Adolescente de 16 anos foi morta por esganadura e vizinho de apartamento pode tê-la matado, segundo polícia

Zuleide Barros, O Estado de S.Paulo

11 Fevereiro 2009 | 15h14

A Polícia de São Vicente solicitou à Justiça do município a prisão temporária do professor de capoeira e cabeleireiro Luiz Rodolfo Justino Silva, de 26 anos, tido como principal suspeito pelo assassinato da adolescente Léia Cristina da Quinta Schemkel, de 16 anos, encontrada morta no último dia 25 de janeiro, em seu apartamento, em consequência de esganadura. Apesar de negar a autoria do crime, o professor foi detectado nas imagens do circuito de segurança do prédio no dia em que a moça foi morta.   Veja também: Jovem morta em São Vicente foi esganada, aponta laudo Oito pessoas já foram ouvidas sobre morte de jovem no litoral Adolescente é achada morta em apartamento de São Vicente    Um dia após o crime, ele se apresentou à polícia informando ao delegado Jorge Álvaro Cruz que só esperou alguém abrir o portão porque havia perdido a chave do apartamento da avó, com quem ele morava, e era vizinho ao da jovem. Só que o professor não soube explicar o que fez no período da entrada, às 7h22 até as 8h31, período em que desaparece das imagens do circuito interno.

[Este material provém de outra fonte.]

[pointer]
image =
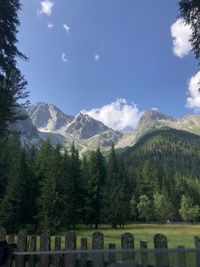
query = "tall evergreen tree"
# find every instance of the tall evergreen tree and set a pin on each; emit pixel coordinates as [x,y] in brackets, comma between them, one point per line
[15,206]
[190,12]
[116,196]
[47,196]
[12,83]
[75,186]
[95,188]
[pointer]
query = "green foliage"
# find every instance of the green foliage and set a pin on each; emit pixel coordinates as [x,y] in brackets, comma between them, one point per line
[116,198]
[56,189]
[190,12]
[145,208]
[163,209]
[12,82]
[188,211]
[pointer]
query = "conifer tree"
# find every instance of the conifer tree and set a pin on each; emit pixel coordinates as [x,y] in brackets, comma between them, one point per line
[145,208]
[116,195]
[95,188]
[15,207]
[12,82]
[75,186]
[47,196]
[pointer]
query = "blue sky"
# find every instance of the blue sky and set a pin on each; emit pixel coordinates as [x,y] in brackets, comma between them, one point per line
[86,54]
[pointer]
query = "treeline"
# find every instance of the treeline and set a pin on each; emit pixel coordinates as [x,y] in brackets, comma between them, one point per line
[55,189]
[166,146]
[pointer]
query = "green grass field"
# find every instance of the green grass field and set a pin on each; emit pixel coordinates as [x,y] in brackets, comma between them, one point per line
[178,234]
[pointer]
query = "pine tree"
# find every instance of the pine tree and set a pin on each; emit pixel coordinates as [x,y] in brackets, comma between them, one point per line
[75,187]
[116,198]
[145,208]
[12,83]
[15,205]
[47,197]
[95,188]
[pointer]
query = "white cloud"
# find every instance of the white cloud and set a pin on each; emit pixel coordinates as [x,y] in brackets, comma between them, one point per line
[64,58]
[181,33]
[50,26]
[96,57]
[46,7]
[67,28]
[119,115]
[193,100]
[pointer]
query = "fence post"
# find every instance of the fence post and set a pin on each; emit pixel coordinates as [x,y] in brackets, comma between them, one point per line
[112,255]
[56,257]
[21,247]
[11,238]
[45,245]
[70,244]
[2,233]
[144,254]
[97,243]
[83,262]
[127,242]
[161,257]
[181,256]
[197,246]
[33,242]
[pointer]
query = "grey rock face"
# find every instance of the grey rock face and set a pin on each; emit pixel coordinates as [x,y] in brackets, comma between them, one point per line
[150,119]
[84,127]
[28,132]
[47,117]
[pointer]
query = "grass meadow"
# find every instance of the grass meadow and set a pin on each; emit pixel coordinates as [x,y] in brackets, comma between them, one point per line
[177,234]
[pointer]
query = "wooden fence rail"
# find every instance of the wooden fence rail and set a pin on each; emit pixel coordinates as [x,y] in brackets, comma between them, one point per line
[48,251]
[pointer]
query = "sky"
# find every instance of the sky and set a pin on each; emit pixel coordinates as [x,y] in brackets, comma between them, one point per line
[112,59]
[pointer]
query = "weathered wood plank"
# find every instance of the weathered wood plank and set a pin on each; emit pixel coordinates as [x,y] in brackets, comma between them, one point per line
[21,247]
[197,246]
[181,257]
[112,255]
[97,243]
[83,258]
[144,254]
[56,258]
[70,244]
[127,242]
[11,238]
[32,248]
[161,257]
[2,233]
[45,245]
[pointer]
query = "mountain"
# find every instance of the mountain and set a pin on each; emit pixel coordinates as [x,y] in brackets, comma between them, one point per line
[86,132]
[46,121]
[26,129]
[83,127]
[152,119]
[47,117]
[177,148]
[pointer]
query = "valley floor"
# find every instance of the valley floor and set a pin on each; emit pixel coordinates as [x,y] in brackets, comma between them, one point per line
[177,234]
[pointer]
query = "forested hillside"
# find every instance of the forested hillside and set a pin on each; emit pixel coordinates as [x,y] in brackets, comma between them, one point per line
[179,150]
[155,180]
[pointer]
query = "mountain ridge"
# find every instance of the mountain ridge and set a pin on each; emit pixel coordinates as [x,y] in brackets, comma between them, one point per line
[89,133]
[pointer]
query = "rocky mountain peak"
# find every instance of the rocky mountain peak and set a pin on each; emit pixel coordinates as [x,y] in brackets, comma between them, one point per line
[83,126]
[47,117]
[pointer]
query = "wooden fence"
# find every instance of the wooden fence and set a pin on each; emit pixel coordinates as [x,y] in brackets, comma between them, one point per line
[48,251]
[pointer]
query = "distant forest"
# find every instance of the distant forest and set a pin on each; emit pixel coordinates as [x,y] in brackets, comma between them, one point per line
[155,180]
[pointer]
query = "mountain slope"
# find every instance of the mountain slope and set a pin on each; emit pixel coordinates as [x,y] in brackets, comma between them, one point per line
[47,117]
[152,119]
[178,148]
[83,126]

Luiz Rodolfo afirmou que ficou sentado na soleira da porta do prédio esperando que algum outro morador saísse para adentrar ao local. Só que dos oito moradores ouvidos, que saíram do condomínio neste horário, afirmaram não ter visto o professor naquele intervalo de tempo.   Outro fato que ficou sem explicação, de acordo com o delegado, foi a imagem em que ele aparece depois saindo do portão do bloco A e seguindo para o portão de entrada, quando toca o interfone para que a avó abra a porta, retornando ao local onde acabara de sair. Também chamou a atenção da polícia as marcas apresentadas nos braços e nos ombros do rapaz, que afirmou ter caído da bicicleta. A perícia não apontou danos no veículo.   Não houve arrombamento no imóvel, o que levou os policiais do 2.º Distrito Policial a descartarem a hipótese de latrocínio (roubo seguido de morte), uma vez que nada foi levado do local. Para o delegado Cruz, em razão do rapaz estar alcoolizado naquele domingo de manhã, ele deve ter escalado a laje do prédio para entrar no apartamento da avó. "Como uma das janelas do imóvel da adolescente fica no quintal do apartamento do suspeito, creio que a jovem se assustou com a presença do rapaz e, ao tentar gritar ele, provavelmente, a segurou com força, provocando a fratura no pescoço", afirmou o delegado, acreditando que as lesões no corpo do professor podem ter sido geradas pela luta da moça.